As organizations engaged in efforts to end global hunger, malnutrition, and extreme poverty, we welcome the introduction of the Global Food Security Reauthorization Act of 2017 (S. 2269) by Senators Robert P. Casey, Jr. (D-PA) and Johnny Isakson (R-GA).
We support passage of S. 2269, the Global Food Security Reauthorization Act of 2017, a bill that recognizes the important role of small-scale farmers and producers, women, and local food economies, and promotes country ownership, sustainable agricultural development, and civil society engagement. The comprehensive global food and nutrition security strategy authorized by this legislation also builds the resilience of communities and provides safety nets for the most vulnerable food insecure populations, while fostering improved nutrition, agricultural research and delivery, management of agricultural resources including soil, environmental protection, land tenure rights, capacity building, and gender equality and female empowerment.
In 2016, with the leadership of Senators Casey and Isakson, the Global Food Security Act (GFSA) was signed into law with overwhelming bipartisan support. Since its passage, the Global Food Security Act has shepherded an updated whole-of-government Global Food Security Strategy, strengthened the accountability, implementation, and effectiveness of the Feed the Future Initiative, and reinvigorated a global commitment to help people feed and nourish themselves. Nongovernmental and civil society organizations, faith-based organizations, U.S. academic and research institutions, U.S. businesses, national governments, multilateral institutions, and U.S. farmers themselves have all recommitted to fighting extreme hunger and malnutrition.
With reauthorization of the Global Food Security Act in 2018, the U.S. would recommit to building the political will needed to end global hunger and malnutrition in our lifetime and solidify the established program successes that have made Feed the Future more effective, efficient, and accountable to U.S. taxpayer investments. The Global Food Security Act has delivered results, but reauthorization is vital to promoting country ownership and accountability and further engaging the expertise and unique contributions from U.S. non-governmental organizations, civil society, research and academic institutions, and the private sector.
Feed the Future programs have already achieved impressive results. Since the Initiative began in 2011, there has been a 19% drop in poverty and a 26% reduction of stunting in targeted program areas. In the regions they work, 9 million more people are living above the poverty line, 1.7 million more households are not suffering from hunger, and 1.8 million more children are free from stunting. All together Feed the Future farmers achieved higher product yields and have earned $2.6 billion dollars in new agricultural sales.

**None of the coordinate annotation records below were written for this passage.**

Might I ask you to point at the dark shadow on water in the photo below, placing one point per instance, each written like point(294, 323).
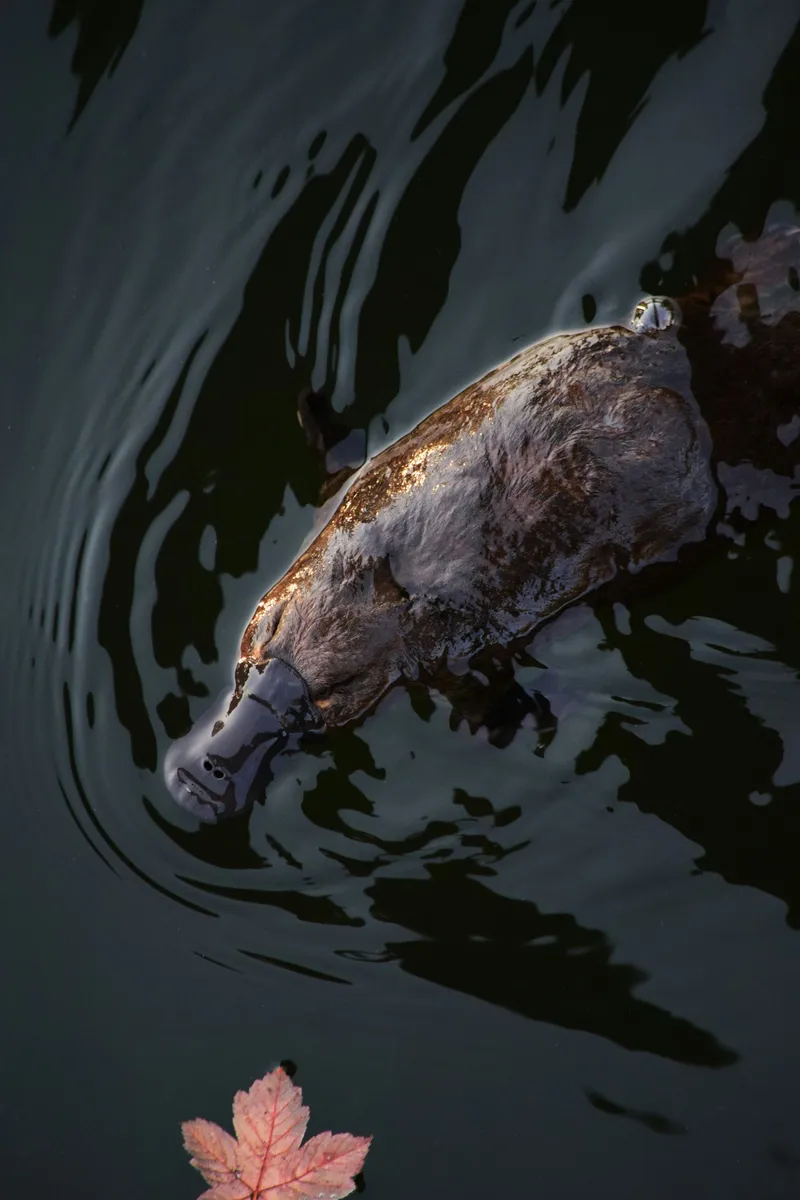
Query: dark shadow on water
point(543, 966)
point(104, 31)
point(621, 48)
point(767, 171)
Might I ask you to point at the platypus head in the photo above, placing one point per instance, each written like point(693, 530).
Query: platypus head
point(224, 763)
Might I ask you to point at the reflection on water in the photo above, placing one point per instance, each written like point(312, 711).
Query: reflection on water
point(181, 485)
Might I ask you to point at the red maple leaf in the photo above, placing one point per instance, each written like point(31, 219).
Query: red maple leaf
point(266, 1161)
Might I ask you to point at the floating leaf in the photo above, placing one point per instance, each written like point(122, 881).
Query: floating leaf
point(266, 1161)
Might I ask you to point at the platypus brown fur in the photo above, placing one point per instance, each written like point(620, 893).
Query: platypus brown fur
point(588, 455)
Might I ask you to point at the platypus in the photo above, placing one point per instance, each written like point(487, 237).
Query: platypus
point(585, 457)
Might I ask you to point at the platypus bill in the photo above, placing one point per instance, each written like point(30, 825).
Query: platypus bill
point(584, 457)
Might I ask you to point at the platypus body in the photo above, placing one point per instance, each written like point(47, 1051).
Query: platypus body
point(588, 456)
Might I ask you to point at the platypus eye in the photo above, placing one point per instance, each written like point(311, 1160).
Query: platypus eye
point(653, 315)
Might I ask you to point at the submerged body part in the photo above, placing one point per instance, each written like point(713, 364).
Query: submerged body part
point(589, 455)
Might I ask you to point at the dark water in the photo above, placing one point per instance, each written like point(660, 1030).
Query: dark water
point(535, 971)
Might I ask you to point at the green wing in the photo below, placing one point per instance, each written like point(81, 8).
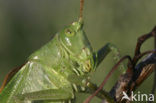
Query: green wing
point(32, 77)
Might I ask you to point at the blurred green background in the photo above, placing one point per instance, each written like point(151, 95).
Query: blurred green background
point(26, 25)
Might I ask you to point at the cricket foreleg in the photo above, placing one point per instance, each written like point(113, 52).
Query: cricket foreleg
point(51, 94)
point(104, 51)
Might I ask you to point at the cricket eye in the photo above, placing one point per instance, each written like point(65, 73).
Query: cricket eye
point(69, 32)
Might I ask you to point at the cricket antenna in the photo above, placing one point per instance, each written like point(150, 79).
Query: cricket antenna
point(81, 9)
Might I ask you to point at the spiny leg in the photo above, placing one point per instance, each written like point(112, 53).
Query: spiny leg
point(104, 51)
point(44, 95)
point(106, 78)
point(140, 41)
point(90, 87)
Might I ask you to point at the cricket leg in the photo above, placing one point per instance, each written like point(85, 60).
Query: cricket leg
point(51, 95)
point(90, 87)
point(104, 51)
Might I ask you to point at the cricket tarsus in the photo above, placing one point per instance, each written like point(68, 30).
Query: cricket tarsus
point(106, 78)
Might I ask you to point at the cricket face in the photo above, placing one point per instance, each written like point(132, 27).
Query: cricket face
point(76, 43)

While progress on hunger is possible, the global need for food security assistance continues to be great. Hunger and malnutrition prevent millions of people in developing countries from living healthy, productive lives and stunt the mental and physical development of future generations. Globally, 815 million people are hungry, and malnutrition causes nearly half of all deaths of children under 5 each year. In an era where conflicts are on the rise and evidence continues to emerge on how stable agricultural and food markets can prevent violence and instability, contributions under Feed the Future are vital to build resilience to volatility and environmental shocks.
Reauthorization of the Global Food Security Act will continue the work of the US interagency dedicated to supporting Feed the Future in a second phase of implementation. Drawing on resources and expertise from 11 federal agencies, Feed the Future is investing in national agriculture investment strategies and is helping countries, including 12 target countries in Africa, Latin America and Asia, transform their agricultural sectors and sustainably produce enough nutritious food to feed their people. In the second phase of Feed the Future, the interagency will further elevate the importance of nutrition programs, especially in the key first 1,000 days between a woman’s pregnancy and her child’s second birthday, better integrate water, sanitation and hygiene needs into programs, increase focus on strengthening resilience among people and systems, and lastly better connect Feed the Future programs throughout the entire agriculture and food system.
We look forward to continuing to work with Congress and the Administration to pass the Global Food Security Reauthorization Act and help ensure U.S. leadership to sustainably tackle hunger, malnutrition, and extreme poverty in the most effective and efficient ways possible around the world.